La Mort s'était immiscée dans mon esprit et ne me laissait plus de répit. Elle m'apaisait la plupart du temps. La solitude me tenait la main chaque jour, où que j'aille, elle m'accompagnait et prenait trop de place. Je n'avais plus d'amis, les seuls moments où la solitude partait, c'était lorsque je soupais avec ma famille. Mais dès que je retournais dans ma chambre, lorsque j'allais en cours, en bibliothèque, au cinéma, j'étais seule. Je me noyais et la solitude maintenait ma tête sous l'eau. Et un jour est arrivé où j'ai pris ma décision, après une réflexion intense, j'ai finalement décidé de choisir le jour où je perdrais la vie. Je serais le maître de mon destin et la Mort ne me surprendrait pas.

J'ai songé à une date, et le jour de mon anniversaire est apparu comme une évidence. J'avais mon estomac serré en pensant à cet anniversaire que je passerais seule, je ne voulais pas souffrir un jour de plus. Il fallait que ce soit ce jour-là ! Quelques semaines avant mes vingt ans, j'ai étudié l'horaire de ma famille. Mes parents travaillaient, maman est institutrice primaire, et papa est vétérinaire. Ma maman ne serait pas rentrée avant 17h car elle devait rester pour garder certains enfants. Quant à papa, il finissait toujours tard à la clinique, il n'était jamais moins de 19h. Camille avait cours dès le matin et restait à la bibliothèque pour travailler. J'avais la maison pour moi seule presque l'entièreté de la journée.

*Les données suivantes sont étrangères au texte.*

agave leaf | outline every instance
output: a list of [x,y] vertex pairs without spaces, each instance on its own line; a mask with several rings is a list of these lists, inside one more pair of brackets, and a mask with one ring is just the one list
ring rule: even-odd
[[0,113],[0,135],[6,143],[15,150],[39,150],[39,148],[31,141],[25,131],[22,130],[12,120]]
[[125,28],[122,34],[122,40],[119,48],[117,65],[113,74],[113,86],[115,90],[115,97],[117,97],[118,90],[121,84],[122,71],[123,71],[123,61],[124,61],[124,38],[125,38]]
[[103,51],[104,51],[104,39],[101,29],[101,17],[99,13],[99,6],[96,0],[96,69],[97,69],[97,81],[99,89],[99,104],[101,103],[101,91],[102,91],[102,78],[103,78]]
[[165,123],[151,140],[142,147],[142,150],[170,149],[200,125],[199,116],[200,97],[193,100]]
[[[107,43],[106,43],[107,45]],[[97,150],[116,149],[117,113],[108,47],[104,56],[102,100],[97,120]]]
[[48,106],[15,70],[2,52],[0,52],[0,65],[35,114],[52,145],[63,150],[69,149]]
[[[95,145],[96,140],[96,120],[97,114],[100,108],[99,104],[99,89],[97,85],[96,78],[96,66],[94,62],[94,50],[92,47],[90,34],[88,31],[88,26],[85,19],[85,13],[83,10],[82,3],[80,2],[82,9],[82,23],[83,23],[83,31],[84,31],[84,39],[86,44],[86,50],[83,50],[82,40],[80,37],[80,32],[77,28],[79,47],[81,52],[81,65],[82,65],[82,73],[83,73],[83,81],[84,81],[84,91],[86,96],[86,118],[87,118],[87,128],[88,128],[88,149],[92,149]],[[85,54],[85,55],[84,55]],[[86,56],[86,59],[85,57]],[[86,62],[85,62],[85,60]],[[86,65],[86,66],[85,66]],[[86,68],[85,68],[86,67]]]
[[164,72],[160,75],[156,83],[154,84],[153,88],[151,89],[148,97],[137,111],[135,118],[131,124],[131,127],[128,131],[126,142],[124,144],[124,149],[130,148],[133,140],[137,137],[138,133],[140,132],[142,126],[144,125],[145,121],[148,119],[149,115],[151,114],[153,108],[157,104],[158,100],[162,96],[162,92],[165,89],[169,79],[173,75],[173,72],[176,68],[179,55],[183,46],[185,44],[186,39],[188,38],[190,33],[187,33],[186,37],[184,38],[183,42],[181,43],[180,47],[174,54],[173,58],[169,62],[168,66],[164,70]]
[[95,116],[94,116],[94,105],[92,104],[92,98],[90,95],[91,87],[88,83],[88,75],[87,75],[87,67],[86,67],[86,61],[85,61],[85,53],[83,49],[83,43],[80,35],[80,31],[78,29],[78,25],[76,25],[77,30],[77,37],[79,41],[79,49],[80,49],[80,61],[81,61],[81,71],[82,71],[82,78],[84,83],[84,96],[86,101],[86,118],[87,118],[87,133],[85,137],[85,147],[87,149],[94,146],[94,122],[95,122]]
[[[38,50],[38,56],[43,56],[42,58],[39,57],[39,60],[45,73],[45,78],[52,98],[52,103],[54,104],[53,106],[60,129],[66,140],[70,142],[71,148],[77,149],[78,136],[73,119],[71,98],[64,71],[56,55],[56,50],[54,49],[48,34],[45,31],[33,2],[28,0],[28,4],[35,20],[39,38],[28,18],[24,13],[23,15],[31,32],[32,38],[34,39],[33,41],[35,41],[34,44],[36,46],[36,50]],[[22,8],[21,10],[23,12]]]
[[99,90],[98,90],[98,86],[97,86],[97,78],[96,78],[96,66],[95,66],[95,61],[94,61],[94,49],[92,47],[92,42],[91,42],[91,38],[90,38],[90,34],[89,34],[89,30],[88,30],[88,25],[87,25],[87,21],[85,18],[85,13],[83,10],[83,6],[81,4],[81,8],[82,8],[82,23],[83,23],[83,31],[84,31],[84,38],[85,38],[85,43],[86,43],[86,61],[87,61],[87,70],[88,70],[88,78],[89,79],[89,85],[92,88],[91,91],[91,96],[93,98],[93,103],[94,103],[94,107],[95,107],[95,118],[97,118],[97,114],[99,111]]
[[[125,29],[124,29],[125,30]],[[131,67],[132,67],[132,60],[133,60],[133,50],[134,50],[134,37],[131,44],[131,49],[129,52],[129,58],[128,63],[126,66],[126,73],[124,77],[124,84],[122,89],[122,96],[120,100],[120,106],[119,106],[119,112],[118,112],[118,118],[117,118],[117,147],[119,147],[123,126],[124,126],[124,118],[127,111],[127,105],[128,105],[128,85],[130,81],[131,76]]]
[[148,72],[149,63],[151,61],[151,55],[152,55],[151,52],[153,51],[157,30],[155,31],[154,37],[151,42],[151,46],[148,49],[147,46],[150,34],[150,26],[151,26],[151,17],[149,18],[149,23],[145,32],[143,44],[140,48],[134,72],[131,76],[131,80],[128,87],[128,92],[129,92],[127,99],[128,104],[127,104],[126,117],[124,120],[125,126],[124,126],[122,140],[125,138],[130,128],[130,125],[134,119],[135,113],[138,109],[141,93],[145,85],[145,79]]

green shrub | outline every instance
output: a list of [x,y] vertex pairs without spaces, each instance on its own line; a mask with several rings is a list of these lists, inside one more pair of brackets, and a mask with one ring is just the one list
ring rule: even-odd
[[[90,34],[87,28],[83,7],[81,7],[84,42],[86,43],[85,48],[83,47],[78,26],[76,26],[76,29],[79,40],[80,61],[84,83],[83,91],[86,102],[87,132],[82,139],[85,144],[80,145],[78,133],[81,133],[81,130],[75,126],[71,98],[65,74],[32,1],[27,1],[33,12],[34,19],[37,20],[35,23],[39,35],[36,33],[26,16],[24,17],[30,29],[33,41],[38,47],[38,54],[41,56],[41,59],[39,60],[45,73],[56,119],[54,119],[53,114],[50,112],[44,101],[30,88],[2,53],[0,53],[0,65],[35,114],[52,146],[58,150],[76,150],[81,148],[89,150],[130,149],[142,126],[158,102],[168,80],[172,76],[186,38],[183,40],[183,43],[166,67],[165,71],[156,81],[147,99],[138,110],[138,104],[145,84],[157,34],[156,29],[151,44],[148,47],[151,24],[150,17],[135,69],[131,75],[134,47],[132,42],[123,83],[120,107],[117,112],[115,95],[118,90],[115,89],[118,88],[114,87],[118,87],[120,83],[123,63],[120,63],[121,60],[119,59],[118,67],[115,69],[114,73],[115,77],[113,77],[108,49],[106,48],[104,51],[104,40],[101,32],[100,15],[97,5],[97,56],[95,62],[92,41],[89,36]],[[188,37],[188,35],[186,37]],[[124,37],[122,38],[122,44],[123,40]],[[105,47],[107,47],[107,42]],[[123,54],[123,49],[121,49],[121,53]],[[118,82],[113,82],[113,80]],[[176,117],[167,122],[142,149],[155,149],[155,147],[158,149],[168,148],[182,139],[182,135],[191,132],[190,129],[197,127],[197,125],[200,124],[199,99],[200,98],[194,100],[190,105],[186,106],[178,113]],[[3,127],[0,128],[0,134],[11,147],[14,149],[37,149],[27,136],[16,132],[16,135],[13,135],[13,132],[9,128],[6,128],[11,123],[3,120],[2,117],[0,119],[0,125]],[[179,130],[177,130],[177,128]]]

C'était un vendredi, je me suis levée et maman est entrée dans la chambre en me prenant dans ses bras. Elle m'a souhaité un joyeux anniversaire et m'a contemplée pendant quelques secondes. Ses yeux sont devenus humides tout-à-coup, et une larme à glissé le long de sa joue. Elle m'a dit que le temps passait trop vite, qu'hier encore j'étais une petite fille. Si seulement c'était vrai, la Mort ne se serait jamais immiscée dans mes pensées tu sais. Ensuite ce fut le tour de papa de me souhaiter un joyeux anniversaire. Mais il est bien plus sobre, aucune effusion sentimentale de son côté. Puis Camille a couru vers moi et m'a enlacée fort, me répétant que je serais toujours là plus jeune de toute façon. Tu n'as pas idée Camille.

Mes parents sont partis travailler. et quelques heures plus tard Camille s'est rendue à son cours. Je suis allée dans ma chambre et j'ai déposé ma robe préférée sur mon lit. Ils comprendront que c'est ce vêtement que je veux porter. Ensuite j'ai ouvert mon ordinateur, j'ai réfléchi à deux chansons que je voulais pour mon enterrement, je suis certaine que Camille les verra. Pour terminer, j'ai écrit une lettre simple, disant que je les aimais, qu'ils ne devaient pas se sentir responsables. Le moment était venu de passer à l'acte.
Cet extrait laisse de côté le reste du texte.